DUBAI: Saudi Arabia’s Crown Prince Mohammed bin Salman said in remarks published on Sunday that the kingdom will not hesitate to confront Iranian threats to its security. He joined the US in accusing its bitter rival Iran of being behind the attacks on two oil tankers travelling near the Strait of Hormuz, a vital trade route for Arabian energy exports to Asia.

Tensions in the Gulf have escalated since the US sent an aircraft carrier strike group and other military assets to the region in what it says is defensive posturing against alleged Iranian threats. The crisis takes root in the Trump administration’s decision to re-impose punishing economic sanctions on Tehran and its oil exports, after unilaterally withdrawing the US from the 2015 nuclear deal between Iran and world powers.

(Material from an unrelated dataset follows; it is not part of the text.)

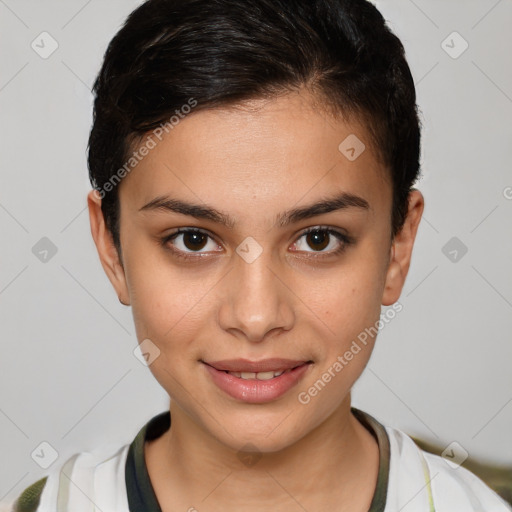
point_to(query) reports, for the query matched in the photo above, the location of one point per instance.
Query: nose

The US alleges Iran used limpet mines to target the tankers on Thursday, pointing to black-and-white footage it captured that American officials describe as an Iranian Revolu­tionary Guard vessel removing an unexploded mine from the Japanese-operated tanker Kokuka Courageous.

The Japanese tanker’s crew members appeared to contradict the assertion that mines were used. They described “flying objects” as having targeted the vessel.

In his first public comments regarding the attacks, the powerful Saudi prince, who is also defence minister and oversees all major levers of power in the country, said the incident “confirms the importance of our demands of the international community to take a decisive stance” against Iran’s behaviour.

“The kingdom does not seek war in the region,” the prince said, speaking with the Arabic-language newspaper Asharq al-Awsat. “But we will not hesitate to deal with any threat to our people, sovereignty and vital interests.” The prince claimed Iran had planned the attack’s timing to undercut the Japanese prime minister’s diplomatic efforts, during his visit to Tehran last week, to reduce regional tensions.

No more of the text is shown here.